(Où il apparaît que la lutte des travailleurs contre l’ennemi de classe ne passe pas par l’intermédiaire des organisations syndicales reconnues d’utilité publique).
Un atelier d’outillage de 100 métallos à Paris, dont une majorité de travailleurs « 15 ans de maison » et quelques jeunes.
Histoires de jeunes racontées par un militant ouvrier chevronné :
Jacques en a marre de la boîte. Il va donner son compte mais la dernière fois, dans une autre entreprise, il a été obligé de faire ses quarante heures. Ce matin là il donne son compte, fermement décidé à être payé sans faire les quarante heures.
8 heures. Le contremaître passe, Jacques à sa machine lit le journal : c’est le Parisien Libéré, Jacques n’est pas un provocateur. Alors on ne travaille pas ?
— Moi, je travaille.
— Comment çà ? tu travailles !
— Oui, moi je travaille.
Jacques se replonge dans son journal. Le contremaître disparaît.
8 heures 30 — même manège — dix minutes après même édition.
À 10 heures, Jacques est appelé à la direction du personnel. 5 minutes plus tard, il quitte l’usine, sa paie en poche.
Une partie du travail de Philippe consiste à centrer sur une machine des pièces dont je ne me souviens plus le nom mais qui sont pleines de graisse. Il en a plein les mains. Le contremaître lui refuse les gants demandés parce que les gants sont destinés à préserver les mains des blessures, non de la saleté.

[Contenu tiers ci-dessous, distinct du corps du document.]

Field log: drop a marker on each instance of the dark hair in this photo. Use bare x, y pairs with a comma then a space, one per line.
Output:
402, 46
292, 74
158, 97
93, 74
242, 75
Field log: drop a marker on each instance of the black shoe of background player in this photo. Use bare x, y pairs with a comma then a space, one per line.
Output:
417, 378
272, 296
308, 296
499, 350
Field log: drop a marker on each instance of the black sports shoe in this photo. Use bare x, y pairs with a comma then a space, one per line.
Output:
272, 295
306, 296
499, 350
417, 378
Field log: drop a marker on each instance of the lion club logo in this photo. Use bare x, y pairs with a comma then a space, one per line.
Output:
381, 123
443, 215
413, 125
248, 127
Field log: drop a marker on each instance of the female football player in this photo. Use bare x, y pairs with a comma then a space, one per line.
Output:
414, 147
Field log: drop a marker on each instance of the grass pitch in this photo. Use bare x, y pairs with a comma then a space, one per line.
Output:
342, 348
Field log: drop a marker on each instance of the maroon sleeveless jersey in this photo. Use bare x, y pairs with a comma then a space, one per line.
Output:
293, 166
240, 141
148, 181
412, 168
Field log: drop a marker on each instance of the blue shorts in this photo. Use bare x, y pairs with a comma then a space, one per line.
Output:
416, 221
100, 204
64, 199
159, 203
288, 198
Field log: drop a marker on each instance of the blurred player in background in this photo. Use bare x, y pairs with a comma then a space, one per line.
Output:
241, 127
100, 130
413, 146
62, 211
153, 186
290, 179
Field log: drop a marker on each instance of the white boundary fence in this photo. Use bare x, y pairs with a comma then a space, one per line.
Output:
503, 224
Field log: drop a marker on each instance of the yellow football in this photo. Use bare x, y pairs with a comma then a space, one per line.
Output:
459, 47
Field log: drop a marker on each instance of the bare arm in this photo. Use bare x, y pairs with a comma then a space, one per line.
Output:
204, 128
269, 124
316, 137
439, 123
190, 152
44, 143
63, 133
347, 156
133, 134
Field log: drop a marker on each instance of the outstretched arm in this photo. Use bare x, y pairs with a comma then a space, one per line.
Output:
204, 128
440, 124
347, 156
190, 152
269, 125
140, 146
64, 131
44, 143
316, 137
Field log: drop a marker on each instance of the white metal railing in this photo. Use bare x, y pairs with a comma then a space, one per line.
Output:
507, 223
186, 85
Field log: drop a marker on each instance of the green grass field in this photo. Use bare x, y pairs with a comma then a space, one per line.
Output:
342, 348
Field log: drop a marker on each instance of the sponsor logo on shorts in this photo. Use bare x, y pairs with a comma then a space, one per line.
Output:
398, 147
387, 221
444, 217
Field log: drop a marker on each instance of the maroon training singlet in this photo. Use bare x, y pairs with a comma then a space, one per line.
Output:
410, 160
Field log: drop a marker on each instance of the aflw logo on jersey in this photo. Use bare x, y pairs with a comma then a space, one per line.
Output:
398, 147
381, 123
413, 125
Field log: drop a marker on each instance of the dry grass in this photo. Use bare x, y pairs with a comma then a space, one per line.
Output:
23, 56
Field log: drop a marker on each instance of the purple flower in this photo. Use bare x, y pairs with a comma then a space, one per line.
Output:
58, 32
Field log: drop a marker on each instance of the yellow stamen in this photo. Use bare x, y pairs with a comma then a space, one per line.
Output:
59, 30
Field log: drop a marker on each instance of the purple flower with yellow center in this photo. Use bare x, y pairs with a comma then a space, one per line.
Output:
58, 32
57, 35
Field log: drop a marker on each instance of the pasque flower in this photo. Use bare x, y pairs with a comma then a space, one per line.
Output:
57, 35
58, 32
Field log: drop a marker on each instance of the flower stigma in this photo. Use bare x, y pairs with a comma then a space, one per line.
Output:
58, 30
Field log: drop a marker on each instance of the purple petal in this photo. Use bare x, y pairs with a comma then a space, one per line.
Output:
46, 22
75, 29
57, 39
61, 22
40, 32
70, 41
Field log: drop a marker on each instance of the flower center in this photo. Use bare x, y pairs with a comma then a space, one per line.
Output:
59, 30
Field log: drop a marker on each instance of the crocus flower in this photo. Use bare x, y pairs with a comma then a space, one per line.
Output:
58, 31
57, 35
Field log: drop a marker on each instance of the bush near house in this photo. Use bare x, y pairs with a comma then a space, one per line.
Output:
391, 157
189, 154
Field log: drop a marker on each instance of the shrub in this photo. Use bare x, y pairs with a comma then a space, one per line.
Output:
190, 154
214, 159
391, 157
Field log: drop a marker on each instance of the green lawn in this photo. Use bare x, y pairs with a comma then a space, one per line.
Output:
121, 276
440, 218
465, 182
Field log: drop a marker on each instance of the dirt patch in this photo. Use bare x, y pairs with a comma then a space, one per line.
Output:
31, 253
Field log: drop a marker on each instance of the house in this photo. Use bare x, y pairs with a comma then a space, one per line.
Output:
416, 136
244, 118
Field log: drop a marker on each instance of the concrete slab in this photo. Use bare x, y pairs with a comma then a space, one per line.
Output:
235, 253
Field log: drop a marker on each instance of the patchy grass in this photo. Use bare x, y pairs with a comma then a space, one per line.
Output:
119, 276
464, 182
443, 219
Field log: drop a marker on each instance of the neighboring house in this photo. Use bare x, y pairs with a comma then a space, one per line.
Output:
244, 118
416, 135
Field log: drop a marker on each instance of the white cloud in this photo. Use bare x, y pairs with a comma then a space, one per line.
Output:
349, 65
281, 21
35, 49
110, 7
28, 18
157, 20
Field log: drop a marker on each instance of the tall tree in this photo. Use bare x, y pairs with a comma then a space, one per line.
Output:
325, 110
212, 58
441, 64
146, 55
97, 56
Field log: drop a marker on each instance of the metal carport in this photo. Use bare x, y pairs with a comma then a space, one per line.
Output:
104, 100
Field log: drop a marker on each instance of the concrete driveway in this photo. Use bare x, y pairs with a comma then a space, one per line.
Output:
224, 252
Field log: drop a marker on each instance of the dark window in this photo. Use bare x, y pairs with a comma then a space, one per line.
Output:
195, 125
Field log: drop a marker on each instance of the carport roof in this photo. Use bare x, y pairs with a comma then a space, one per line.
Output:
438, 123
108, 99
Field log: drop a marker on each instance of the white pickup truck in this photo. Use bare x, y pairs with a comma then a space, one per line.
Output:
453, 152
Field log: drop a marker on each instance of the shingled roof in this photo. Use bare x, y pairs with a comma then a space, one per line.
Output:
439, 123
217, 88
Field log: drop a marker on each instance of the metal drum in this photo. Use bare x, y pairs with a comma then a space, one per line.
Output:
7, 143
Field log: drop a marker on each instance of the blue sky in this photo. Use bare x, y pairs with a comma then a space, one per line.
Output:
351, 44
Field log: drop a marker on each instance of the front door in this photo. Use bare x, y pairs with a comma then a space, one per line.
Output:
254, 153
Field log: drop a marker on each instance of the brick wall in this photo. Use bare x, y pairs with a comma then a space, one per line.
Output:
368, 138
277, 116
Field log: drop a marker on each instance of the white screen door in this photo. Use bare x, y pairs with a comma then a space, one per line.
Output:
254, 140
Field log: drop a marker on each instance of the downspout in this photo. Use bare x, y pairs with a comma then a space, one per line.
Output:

Le lendemain, Philippe centre ses pièces graisseuses les mains dans deux beaux gants de toilette. Le contremaître écœuré ne dit rien. Depuis, Philippe travaille avec ses gants de toilette qui ont perdu leur blancheur Persil.
Aucune pression syndicale, militante n’a prise sur ces jeunes. Ils n’ont aucune formation politique. Plus-value ! Kesako ? L’usine aux ouvriers ! T’es un marrant ! Ils ne comprennent pas non plus les principes paternalistes du patron et ne voient pas le bénéfice qu’ils pourraient tirer de la collaboration ouvrier-patronat. Ils se défendent à l’individuelle.
Mais de l’avis du militant chevronné qui leur tire son chapeau, ces jeunes n’ont pas froid aux yeux et çà promet d’être sauvage le jour où la paie sera inférieure au minimum acceptable.
Moi qui ne suis ni jeune ni chevronné, je dois reconnaître que Philippe et Jacques ont obtenu plus que les milliers de Jacques du secteur public, après 35 heures 27 minutes de grève préparée 23 jours à l’avance, puisque ceux-ci n’ont rien obtenu.